Brill Outlines Data Broker Initiative, Says W3C Not ‘Silver Bullet’ for DNT

Leaders in the data broker industry “have expressed some interest in pursuing ideas to achieve greater transparency,” Brill said. In the past, she has encouraged data brokers to create an online portal where consumers can access -- and, when appropriate -- correct or remove data about themselves. Data brokers that participate in the initiative “would agree to tailor their data handling and notice and choice tools to the sensitivity of the information at issue,” she said. Brill also supports legislation “that would require data brokers to provide notice, access, and correction rights to consumers scaled to the sensitivity and use of the data at issue,” she said. Brill said she has also asked credit reporting agencies to create a similar system for corrections, so that “a consumer’s corrections to one credit reporting agency’s files will automatically correct the same information held by other credit reporting agencies."

The Reclaim Your Name initiative “meshes nicely with the FTC’s ongoing interest in a universal, simple, persistent, and effective Do Not Track [DNT] mechanism,” Brill said.

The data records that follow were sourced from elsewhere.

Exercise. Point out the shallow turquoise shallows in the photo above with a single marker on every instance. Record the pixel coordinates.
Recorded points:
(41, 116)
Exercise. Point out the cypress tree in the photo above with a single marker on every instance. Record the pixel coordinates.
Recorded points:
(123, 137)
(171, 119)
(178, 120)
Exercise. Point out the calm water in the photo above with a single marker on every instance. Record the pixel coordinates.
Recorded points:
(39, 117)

She urged stakeholders participating in the World Wide Web Consortium (W3C) DNT process to “forge ahead with their work and reach consensus.” Reclaim Your Name and DNT “will restore consumers’ rights to privacy that big data has not just challenged but has abrogated in too many instances,” she said. The W3C process is not “the only way in which DNT can be implemented, nor do I think it’s the silver bullet,” Brill continued. “I do think that there will be various players who are going to work hard to try to give consumers technological means to stop some tracking online,” including technology companies, she said. Discussions about tracking should consider the offline tracking that happens as well, she said: “We need to expand the discussion … to be thinking more broadly about the dossiers” that companies have on consumers.

NTIA stakeholder discussions about transparency around data collection on mobile devices are “exceedingly important,” Brill said. “But it’s going to be the first step.” The developer-focused NTIA process is centered on “short notices” and “key information going to consumers at an appropriate time,” but the involvement of app platforms is essential to “make sure the consumers get the information” when they need it, she said. In the past, FTC staff has asked the NTIA stakeholders to consider including more language about just-in-time notice in their voluntary code of conduct. Stakeholders have said that requiring that kind of notice would involve presenting short-form privacy policies at the time of download, which would involve the app platforms, which are out of the scope of the process as defined by the NTIA.

The draft code of conduct being developed by NTIA stakeholders treats health data better than any other self-regulatory program, said Pam Dixon, executive director of the World Privacy Forum and a drafter of the NTIA code, on a later panel. The “NTIA code currently has the best definition of health data … if we ever finish it,” she said. The code of conduct enforced by the Network Advertising Initiative (NAI) -- a self-regulatory program for online advertisers -- has, “at this point in time, the very best middle ground” for how data collectors should treat health information, Dixon continued. Though the NAI code talks about health data as data concerning “particular or precise diseases” -- which “doesn’t work” and “needs to change” -- that is mitigated by the fact that NAI requires its members to indicate in their privacy policies if they are using data connected to “anything about the body,” she said.